A SHAKE-UP to A&E services in mid Essex will be “unachievable” without more funding, a leading medical union has said.

Plans by the Mid and South Essex Success Regime could see one of three hospitals having a full 24-hour emergency service.

This could be at either Basildon, Southend or Broomfield hospitals, with the two remaining hospitals’ services scaled back.

An investigation by the British Medical Association found at least £9.5 billion was needed across the country to deliver sustainability and transformation plans.

The association claims in mid and south Essex £449.5 million in capital funding would be needed in order to deliver their ‘transformation’ plans.

However this was disputed by NHS England who said the submission by the Essex Success Regime in October 2016 only amounted to £115 million.

Dr Ian Hume, BMA Eastern regional chairman, said: “The reality of what is needed to implement “transformation” plans is unachievable if the government does not provide the long-term investment desperately needed.
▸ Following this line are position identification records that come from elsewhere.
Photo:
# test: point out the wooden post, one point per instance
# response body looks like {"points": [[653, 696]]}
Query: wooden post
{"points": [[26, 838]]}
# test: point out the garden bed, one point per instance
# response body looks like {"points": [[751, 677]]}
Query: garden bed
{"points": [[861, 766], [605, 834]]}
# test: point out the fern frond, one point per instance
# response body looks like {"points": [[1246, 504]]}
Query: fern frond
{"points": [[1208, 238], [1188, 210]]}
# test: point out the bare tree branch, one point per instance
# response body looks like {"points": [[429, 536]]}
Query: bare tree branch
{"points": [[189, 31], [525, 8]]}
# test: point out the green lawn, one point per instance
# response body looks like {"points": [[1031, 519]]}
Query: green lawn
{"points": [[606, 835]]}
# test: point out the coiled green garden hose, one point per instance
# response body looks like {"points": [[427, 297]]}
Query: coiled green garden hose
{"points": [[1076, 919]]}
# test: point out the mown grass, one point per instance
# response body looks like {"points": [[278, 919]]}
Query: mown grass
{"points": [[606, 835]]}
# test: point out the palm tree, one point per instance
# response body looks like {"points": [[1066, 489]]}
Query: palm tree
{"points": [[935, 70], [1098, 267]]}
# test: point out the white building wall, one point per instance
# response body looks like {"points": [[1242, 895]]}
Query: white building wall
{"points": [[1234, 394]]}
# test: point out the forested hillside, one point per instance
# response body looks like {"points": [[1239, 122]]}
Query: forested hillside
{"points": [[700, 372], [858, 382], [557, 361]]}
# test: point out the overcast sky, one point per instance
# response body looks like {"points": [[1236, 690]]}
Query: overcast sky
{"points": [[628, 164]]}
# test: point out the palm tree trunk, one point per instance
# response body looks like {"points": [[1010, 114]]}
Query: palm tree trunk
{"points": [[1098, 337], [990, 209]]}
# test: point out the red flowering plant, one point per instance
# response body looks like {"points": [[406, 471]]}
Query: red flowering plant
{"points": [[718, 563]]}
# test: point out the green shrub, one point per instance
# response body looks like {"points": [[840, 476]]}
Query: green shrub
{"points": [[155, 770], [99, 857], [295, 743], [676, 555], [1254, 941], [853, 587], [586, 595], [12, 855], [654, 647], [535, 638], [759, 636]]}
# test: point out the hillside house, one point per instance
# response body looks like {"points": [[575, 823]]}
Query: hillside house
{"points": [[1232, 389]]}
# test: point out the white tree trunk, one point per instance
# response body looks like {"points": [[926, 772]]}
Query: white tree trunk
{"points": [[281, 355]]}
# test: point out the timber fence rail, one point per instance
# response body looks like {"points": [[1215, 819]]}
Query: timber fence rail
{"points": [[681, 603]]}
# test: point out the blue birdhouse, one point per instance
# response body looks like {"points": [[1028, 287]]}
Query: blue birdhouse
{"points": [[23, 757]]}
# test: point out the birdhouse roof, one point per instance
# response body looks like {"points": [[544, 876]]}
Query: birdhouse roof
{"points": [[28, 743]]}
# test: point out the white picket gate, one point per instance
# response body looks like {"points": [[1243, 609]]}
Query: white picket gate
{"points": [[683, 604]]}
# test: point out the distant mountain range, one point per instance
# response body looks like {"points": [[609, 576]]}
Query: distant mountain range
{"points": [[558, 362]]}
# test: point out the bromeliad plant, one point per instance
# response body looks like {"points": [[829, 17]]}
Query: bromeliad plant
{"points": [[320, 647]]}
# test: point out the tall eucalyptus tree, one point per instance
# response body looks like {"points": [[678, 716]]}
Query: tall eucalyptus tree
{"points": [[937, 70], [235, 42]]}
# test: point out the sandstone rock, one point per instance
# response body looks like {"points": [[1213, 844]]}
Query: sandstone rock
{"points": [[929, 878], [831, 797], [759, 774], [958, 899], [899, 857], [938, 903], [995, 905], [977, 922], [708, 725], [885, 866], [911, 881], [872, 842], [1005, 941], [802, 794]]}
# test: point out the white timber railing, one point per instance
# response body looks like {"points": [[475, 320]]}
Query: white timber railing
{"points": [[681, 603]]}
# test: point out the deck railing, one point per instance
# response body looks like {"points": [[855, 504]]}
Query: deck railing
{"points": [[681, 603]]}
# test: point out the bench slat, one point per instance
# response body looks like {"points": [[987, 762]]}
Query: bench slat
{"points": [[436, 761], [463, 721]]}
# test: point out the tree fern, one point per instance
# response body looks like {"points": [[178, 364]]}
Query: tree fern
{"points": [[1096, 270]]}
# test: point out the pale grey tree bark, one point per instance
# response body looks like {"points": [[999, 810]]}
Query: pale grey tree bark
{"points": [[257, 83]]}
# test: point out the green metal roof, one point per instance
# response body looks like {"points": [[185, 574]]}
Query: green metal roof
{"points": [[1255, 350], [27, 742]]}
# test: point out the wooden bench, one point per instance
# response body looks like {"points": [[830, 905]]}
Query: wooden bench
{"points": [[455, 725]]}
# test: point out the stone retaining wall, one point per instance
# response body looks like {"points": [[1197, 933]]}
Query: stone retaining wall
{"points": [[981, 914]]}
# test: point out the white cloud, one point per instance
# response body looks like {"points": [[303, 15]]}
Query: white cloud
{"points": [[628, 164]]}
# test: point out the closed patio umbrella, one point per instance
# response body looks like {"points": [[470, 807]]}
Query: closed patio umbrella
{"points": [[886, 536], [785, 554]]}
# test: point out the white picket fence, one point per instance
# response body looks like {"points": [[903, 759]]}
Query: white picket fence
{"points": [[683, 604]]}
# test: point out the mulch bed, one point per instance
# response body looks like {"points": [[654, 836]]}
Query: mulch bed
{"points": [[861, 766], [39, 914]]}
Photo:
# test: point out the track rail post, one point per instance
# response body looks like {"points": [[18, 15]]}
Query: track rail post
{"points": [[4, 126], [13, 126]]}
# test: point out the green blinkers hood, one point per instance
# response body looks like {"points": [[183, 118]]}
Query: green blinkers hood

“The plans are fast becoming completely unworkable and have instead revealed a health service that is unsustainable without urgent further investment, and with little capacity to ‘transform’ in any meaningful way other than by reducing the provision of services on a drastic scale.”

Andrew Pike, Director of Commissioning Operations, NHS England, said: “The capital funding required for system changes in the Mid and South Essex STP was estimated in the October 2016 STP submission at just over £115 million.

“There is a very strong case for change in mid and south Essex, which is why the area is one of only three in the country to be designated a “success regime”.

“There are increasing demands on GPs and A&E services, which are proving challenging to sustaining the current services. There is huge potential to provide better joined up care for people at home and in the community, and better specialist care with the three main hospitals working together.

“Clinicians and local people have done some impressive work over the last six months to develop options for change.”